EP by Boys Night Out
- Released: August 20, 2002
- Recorded: February 2002
- Studio: Sound Zones in Long Island, NY
- Genre: Emo; screamo; pop punk; metalcore;
- Length: 20:46
- Label: One Day Savior
- Producer: Joe Higgins; Matt Walbroehl; Boys Night Out;

Boys Night Out chronology
| You Are My Canvas (2001) | Broken Bones and Bloody Kisses (2002) | Make Yourself Sick (2003) |

= Broken Bones and Bloody Kisses =

Broken Bones and Bloody Kisses is the debut EP from Canadian post-hardcore band Boys Night Out. The EP was released on August 20, 2002 through One Day Savior Recordings.

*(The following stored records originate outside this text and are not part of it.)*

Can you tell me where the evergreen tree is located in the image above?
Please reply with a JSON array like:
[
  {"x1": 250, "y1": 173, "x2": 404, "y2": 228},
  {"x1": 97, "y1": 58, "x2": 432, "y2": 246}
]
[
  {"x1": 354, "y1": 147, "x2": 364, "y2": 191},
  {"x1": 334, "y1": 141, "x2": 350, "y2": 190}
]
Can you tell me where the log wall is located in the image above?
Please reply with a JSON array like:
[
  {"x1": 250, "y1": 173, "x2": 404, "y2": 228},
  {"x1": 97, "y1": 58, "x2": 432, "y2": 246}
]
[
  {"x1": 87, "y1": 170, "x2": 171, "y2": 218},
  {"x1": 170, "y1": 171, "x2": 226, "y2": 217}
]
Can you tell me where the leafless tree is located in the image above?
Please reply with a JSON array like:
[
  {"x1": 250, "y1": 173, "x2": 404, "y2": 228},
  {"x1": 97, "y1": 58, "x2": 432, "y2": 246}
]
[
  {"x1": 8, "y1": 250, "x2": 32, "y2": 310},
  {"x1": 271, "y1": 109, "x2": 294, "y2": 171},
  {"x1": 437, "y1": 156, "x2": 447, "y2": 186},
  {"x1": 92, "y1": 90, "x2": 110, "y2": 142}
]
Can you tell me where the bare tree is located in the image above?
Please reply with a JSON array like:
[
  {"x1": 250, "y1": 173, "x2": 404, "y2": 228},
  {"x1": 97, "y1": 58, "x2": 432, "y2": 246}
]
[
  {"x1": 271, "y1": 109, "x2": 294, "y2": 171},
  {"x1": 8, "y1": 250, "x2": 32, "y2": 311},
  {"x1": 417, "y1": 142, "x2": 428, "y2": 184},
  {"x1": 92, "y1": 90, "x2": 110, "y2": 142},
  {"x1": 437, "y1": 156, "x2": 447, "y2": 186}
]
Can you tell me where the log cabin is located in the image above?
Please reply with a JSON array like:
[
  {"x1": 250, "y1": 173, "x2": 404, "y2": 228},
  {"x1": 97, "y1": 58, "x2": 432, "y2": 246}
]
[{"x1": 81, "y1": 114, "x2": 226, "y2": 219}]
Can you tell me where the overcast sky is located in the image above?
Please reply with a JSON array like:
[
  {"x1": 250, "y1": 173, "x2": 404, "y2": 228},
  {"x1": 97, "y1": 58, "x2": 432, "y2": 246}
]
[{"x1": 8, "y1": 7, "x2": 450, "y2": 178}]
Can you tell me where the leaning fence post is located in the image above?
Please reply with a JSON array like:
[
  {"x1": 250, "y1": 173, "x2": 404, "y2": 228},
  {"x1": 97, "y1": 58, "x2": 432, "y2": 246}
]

The songs "The Only Honest Lovesong", "Sketch Artist Composite", and "Victor Versus the Victim" previously appeared on the demo EP You Are My Canvas.

Professional ratings
Review scores
| Source | Rating |
| AllMusic |  |
| Exclaim! | Mixed |
| Punk News |  |

==Musical style and lyrics==
Broken Bones and Bloody Kisses features a heavier and more aggressive sound compared to the band's later releases. The sound of the EP has been described as emo, screamo, metalcore, and pop punk. The album's lyrics and themes have been described as morbid and macabre.

==Track listing==

| No. | Title | Length |
|---|---|---|
| 1. | "Where We Breathe" | 3:06 |
| 2. | "The Only Honest Lovesong" | 3:07 |
| 3. | "This Broken Killswitch" | 3:54 |
| 4. | "Victor Versus the Victim" | 2:36 |
| 5. | "Sketch Artist Composite" | 3:34 |
| 6. | "A Torrid Love Affair" | 4:26 |

==Personnel==
- Boys Night Out
- Connor Lovat-Fraser – vocals, layout and design
- Jeff Davis – guitars, vocals
- Rob Pasalic – guitars, vocals
- Dave Costa – bass, vocals
- Ben Arseneau – drums

- Additional personnel
- Engineering and mixing by Joe Higgins and Matt Walbroehl.
- Mastered at West West Side by Alan Douches.